Mais la situation des 1 910 Afghans restants qui attendent actuellement au Pakistan de quitter le pays reste critique. Beaucoup d’entre eux ont travaillé auparavant pour la Bundeswehr ou les institutions allemandes et sont aujourd’hui en grand danger, persécutés en raison de leur engagement en faveur d’un État démocratique. Les gouvernements fédéraux précédents avaient promis une protection et avaient mis en place divers programmes d’accueil ; Cependant, le gouvernement actuel dirigé par la CDU a considérablement restreint cette possibilité, ce qui rend les perspectives de départ en toute sécurité de ces personnes beaucoup plus sombres. Dans l'accord de coalition entre l'Union et le SPD, il a même été convenu d'interrompre en grande partie ces programmes, ce qui accroît encore la pression sur les personnes concernées.
La situation actuelle en Afghanistan
Qu’est-ce qui se cache derrière cette situation éprouvante ? L'Afghanistan, officiellement l'Émirat islamique d'Afghanistan, est un pays d'Asie centrale surnommé le « cimetière des empires » en raison de sa situation historique. Avec une population estimée entre 40 et 50 millions d’habitants et une crise humanitaire déchirante, le pays se débat dans des conditions extrêmes. En interprétant strictement la loi islamique, les talibans ont non seulement restreint considérablement les droits des femmes et des filles, mais ont également gravement entravé l’accès à l’éducation et aux soins de santé pour l’ensemble de la population. En conséquence, l'Afghanistan a glissé à la 182e place de l'indice de développement humain, avec environ 23 millions de personnes dépendant de l'aide alimentaire, selon des informations récentes de Surveillance des droits de l'homme confirmer.

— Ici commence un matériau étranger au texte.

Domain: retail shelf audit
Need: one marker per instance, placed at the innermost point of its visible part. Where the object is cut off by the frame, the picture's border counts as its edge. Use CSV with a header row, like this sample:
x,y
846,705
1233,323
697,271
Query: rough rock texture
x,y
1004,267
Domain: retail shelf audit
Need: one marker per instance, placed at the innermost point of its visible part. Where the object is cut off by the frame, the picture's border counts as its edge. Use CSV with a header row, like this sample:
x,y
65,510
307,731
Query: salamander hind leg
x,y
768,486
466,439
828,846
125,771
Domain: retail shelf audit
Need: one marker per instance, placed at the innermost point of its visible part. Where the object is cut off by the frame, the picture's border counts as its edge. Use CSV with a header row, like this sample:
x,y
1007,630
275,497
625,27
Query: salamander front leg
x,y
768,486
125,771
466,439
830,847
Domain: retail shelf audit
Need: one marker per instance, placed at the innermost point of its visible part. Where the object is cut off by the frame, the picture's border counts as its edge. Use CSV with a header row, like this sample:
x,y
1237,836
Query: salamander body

Le tableau devient plus sombre : les filles ne sont pas autorisées à fréquenter l’école au-delà de la sixième année et les femmes ne sont pas autorisées à fréquenter l’université. Ces mesures drastiques ne sont qu'une partie de la répression systématique qui a désormais donné lieu à des mandats d'arrêt internationaux contre le chef taliban Haibatullah Akhundzada et le juge en chef Abdul Hakim Haqqani. Les informations choquantes faisant état d’arrestations pour violations de lois draconiennes conçues pour « propager la vertu et prévenir le vice » montrent à quel point la répression est profonde dans la société d’aujourd’hui.

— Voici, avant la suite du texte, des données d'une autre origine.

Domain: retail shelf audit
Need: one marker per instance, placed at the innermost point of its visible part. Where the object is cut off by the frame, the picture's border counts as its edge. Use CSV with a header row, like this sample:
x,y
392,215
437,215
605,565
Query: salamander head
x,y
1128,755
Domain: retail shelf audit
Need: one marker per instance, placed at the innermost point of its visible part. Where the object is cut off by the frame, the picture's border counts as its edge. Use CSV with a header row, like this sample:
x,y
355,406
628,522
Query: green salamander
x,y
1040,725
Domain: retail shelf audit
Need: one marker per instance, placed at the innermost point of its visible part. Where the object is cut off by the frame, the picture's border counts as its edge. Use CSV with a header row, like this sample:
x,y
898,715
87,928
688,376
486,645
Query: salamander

Responsabilité internationale
La communauté internationale est confrontée au défi de réagir à ces évolutions. La réduction des fonds d’aide par les pays donateurs n’a fait qu’exacerber la crise et a inévitablement entraîné le retour de près de 1,9 million de réfugiés afghans d’Iran et du Pakistan. Beaucoup de ces rapatriés sont conscients des dangers qui les attendent désormais alors que les talibans continuent de réprimer la dissidence. Même les reportages des médias sont fortement contrôlés, ce qui conduit les journalistes à s'autocensurer par crainte de représailles.

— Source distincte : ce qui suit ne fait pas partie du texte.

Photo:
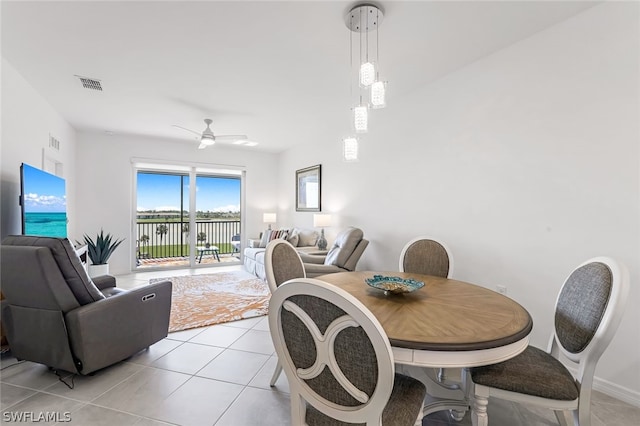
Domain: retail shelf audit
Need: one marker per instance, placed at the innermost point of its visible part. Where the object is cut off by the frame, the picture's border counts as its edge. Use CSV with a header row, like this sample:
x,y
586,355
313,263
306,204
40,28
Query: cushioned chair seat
x,y
533,372
400,410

Dans l’espoir d’un changement, les organisations afghanes et internationales de défense des droits de l’homme s’activent actuellement pour réclamer un mécanisme international indépendant de responsabilisation, tout en appelant l’UE à renforcer son rôle dans la création d’un tel mécanisme. La situation en Afghanistan est donc plus qu’inquiétante et pose des questions morales essentielles à la communauté mondiale. Les semaines et les mois à venir seront cruciaux, notamment pour les personnes qui luttent pour leur liberté et leur vie.